Monday, 2 November 2015
In a thick fog on Sunday afternoon we made our way to the wetlands reserve. The first Bewick's swans (pictured above) have been arriving, and a couple of days ago several groups appeared on the same day. The wardens call it a swanfall, such a lovely expression. They travel in family groups, all the way from the Russian Arctic tundra, to winter here. I always look forward to them to arriving. A single swan turned up on 11 October this year, which I think was probably the earliest ever. There will probably be 200-300 by mid-winter.

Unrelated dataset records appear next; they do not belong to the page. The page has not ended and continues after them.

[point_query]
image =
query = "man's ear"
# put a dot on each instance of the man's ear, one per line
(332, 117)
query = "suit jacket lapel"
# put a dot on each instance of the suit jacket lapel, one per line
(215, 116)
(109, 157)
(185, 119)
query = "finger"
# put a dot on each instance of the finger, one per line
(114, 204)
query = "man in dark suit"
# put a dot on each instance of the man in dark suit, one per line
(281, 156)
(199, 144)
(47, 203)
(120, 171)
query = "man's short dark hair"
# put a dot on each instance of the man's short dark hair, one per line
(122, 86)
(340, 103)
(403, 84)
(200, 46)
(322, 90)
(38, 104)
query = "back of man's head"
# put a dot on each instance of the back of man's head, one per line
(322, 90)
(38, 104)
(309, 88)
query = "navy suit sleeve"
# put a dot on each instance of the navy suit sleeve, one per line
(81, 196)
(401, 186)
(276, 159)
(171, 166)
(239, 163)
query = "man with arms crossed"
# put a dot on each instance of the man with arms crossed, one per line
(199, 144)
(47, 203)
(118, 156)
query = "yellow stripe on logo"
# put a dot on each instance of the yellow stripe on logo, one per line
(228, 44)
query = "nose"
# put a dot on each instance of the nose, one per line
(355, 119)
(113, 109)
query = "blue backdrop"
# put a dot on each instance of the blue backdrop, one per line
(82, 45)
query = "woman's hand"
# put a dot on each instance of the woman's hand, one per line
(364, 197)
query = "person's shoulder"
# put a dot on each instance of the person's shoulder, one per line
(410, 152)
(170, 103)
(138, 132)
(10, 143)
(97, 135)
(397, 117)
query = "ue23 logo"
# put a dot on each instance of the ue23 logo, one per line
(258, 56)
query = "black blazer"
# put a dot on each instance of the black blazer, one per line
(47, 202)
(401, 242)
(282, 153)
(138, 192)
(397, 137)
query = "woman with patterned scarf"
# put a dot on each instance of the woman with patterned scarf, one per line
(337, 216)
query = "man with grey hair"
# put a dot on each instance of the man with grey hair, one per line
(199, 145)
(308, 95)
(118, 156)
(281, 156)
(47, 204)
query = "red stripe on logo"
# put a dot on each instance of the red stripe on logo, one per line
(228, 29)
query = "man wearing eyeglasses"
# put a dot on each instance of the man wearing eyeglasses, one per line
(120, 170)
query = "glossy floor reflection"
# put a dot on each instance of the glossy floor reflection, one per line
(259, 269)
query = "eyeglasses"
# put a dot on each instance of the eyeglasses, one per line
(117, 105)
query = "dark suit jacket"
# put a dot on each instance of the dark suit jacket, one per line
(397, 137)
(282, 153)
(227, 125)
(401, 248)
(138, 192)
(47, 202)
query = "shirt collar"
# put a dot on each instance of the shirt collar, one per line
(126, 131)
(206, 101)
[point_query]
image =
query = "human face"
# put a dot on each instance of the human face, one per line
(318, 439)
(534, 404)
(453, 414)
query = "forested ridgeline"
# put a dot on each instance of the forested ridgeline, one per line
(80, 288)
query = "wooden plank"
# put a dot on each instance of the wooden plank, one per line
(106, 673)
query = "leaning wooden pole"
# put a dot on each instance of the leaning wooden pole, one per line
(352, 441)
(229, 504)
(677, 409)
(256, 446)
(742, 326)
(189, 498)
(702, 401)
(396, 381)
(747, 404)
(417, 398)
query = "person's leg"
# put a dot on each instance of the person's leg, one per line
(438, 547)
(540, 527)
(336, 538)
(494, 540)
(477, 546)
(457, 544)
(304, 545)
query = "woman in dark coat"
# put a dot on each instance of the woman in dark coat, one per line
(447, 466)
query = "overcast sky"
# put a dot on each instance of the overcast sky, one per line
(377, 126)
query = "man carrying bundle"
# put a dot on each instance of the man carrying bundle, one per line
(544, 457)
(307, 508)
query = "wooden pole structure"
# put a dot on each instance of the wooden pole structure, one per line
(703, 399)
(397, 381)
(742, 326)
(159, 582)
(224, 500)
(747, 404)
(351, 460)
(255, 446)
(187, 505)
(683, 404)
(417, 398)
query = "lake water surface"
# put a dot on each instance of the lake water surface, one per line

At the moment there are lots over in Holland, taking a break in their journey. In fact if it's a mild winter some of them will stay in Holland and won't come here at all. We saw a warden at around 4.30pm, and he said that if the birds were to set off for Holland then, they'd be there by 2-3am. Amazing no?
Sadly around 60% of the birds that they've ever x-rayed have lead shot in their muscle tissue. And not just the odd pellet, more like 20 or so. Somewhere along the way people are shooting at them. This also causes a problem with the wetlands that they're flying over, as all of the spare lead shot falls into the water. And most of the wetland birds find their food in the water, so they're ingesting large quantities of lead. One of the swans has a tracker fitted, so that researchers can try and find the route that they're following. No doubt there are many hazards along the way. Things like wind turbines and electricity wires and pylons cause a problem, as well as the hunters.
But enough gloom. The good news is that out of 22 birds already down on the Severn wetlands, 5 or 6 are juveniles, which is an excellent proportion. It suggests that it might have been a really good breeding season up in the tundra.
When there's a little wind from the east no doubt more will arrive. There's a chap at the centre who can identify them all individually by their bill pattern. Even one that he hadn't seen for ten years! Oh I love it there. So much to marvel at. I'm looking forward to more swanfalls.